Most of the non-oncology biologic products that could be considered as being labeled based on a WOE approach, fall under the category of having a negligible risk of EFD toxicity based either on their mode of action or the indicated patient population. Examples include: (1) enzyme replacement therapies, (2) foreign targets, and (3) male-only treatment population for an X-linked recessive trait. However, a couple of labels were identified that used a WOE approach, based on the mechanism of action, to characterize and communicate risk. These included inhibitors of vascular endothelial growth factor and of interferon alpha.
Use of Weight of Evidence in Assessing Carcinogenicity Risk
Looking first at biologics, guidance supports conducting a WOE assessment, based on the totality of the published data related to the target (e.g., studies conducted in transgenic or knock-out animals, animal models of disease or human genetic diseases), class effects, and mechanism of action, as well as product-specific in vitro, nonclinical and clinical data. The end goal is to be able to determine whether the available data are adequate to support a conclusion that a biologic either is, or is not, likely to be tumorigenic in humans.

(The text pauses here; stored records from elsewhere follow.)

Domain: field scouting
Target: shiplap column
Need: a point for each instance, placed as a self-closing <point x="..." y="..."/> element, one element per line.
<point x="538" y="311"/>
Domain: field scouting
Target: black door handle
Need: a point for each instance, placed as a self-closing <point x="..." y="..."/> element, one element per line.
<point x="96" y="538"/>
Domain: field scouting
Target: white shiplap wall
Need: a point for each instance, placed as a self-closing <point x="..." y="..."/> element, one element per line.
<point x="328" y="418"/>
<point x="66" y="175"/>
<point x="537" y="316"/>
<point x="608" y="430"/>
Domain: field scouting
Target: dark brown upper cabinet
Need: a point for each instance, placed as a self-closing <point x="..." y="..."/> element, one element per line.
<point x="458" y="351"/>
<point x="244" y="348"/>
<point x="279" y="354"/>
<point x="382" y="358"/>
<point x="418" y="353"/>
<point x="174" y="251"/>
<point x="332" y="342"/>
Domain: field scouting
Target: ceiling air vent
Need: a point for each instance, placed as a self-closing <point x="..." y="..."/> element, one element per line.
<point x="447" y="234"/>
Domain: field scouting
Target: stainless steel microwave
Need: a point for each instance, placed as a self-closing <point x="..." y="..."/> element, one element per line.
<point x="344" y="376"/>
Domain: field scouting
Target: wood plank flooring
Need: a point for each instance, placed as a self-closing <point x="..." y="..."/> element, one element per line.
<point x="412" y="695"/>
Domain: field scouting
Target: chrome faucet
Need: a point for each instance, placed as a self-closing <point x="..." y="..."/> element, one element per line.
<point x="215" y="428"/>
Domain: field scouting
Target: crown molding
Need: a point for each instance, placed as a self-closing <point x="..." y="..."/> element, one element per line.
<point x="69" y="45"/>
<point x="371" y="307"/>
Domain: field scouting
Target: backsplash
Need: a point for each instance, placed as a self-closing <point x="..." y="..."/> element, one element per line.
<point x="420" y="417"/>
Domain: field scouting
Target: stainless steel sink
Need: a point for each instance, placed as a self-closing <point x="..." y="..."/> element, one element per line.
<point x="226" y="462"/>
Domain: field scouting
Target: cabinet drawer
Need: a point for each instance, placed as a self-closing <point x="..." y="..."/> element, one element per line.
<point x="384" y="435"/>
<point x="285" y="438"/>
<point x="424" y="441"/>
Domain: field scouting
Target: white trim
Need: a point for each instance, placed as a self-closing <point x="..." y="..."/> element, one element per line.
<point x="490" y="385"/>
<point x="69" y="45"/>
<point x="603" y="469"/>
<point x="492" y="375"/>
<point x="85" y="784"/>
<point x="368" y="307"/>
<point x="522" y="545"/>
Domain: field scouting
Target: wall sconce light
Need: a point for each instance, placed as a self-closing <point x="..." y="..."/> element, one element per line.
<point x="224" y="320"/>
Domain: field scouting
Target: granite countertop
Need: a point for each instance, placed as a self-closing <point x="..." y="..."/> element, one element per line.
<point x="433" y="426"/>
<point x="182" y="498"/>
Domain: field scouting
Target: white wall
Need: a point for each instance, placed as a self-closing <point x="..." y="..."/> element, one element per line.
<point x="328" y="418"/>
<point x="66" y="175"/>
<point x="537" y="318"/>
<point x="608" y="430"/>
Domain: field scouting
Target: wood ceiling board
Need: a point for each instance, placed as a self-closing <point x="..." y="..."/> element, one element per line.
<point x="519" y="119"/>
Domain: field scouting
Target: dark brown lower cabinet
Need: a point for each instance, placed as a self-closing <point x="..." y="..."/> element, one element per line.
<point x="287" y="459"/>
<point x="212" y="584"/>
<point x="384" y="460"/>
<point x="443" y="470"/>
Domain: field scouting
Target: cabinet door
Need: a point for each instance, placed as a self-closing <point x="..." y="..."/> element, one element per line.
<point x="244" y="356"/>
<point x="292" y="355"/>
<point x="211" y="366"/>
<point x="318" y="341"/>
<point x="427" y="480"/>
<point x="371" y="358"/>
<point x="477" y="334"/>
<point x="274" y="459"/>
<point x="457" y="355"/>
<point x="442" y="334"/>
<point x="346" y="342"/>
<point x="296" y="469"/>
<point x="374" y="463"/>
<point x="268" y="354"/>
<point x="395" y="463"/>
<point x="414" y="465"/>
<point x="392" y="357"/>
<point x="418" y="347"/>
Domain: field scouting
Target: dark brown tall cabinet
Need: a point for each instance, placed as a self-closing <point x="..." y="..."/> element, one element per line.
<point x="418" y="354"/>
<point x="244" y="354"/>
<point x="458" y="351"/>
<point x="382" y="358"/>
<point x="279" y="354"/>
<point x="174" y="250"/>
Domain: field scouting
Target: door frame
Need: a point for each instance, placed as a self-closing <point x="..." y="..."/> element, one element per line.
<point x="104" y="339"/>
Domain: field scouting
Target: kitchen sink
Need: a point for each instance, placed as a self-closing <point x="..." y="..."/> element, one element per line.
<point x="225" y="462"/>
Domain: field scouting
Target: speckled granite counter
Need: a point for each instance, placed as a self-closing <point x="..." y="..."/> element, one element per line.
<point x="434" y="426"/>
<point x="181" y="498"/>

In either of these cases, no rodent carcinogenicity studies would be expected, as the risk is already considered to have been characterized. However, in those cases where the WOE analysis provides ambiguous results or is otherwise insufficient to characterize the risk, additional studies, which could include a carcinogenicity study in a single species, can be appropriate if a pharmacologically responsive rodent is available, and the study is otherwise technically feasible. The view that WOE alone is typically sufficient for characterizing the carcinogenicity risk for biologics is based on having a thorough understanding of the potential carcinogenic impact of the intended activity of the biologic, and knowledge that there is no off-target pharmacology or toxicology – generally a valid assumption for most biologics.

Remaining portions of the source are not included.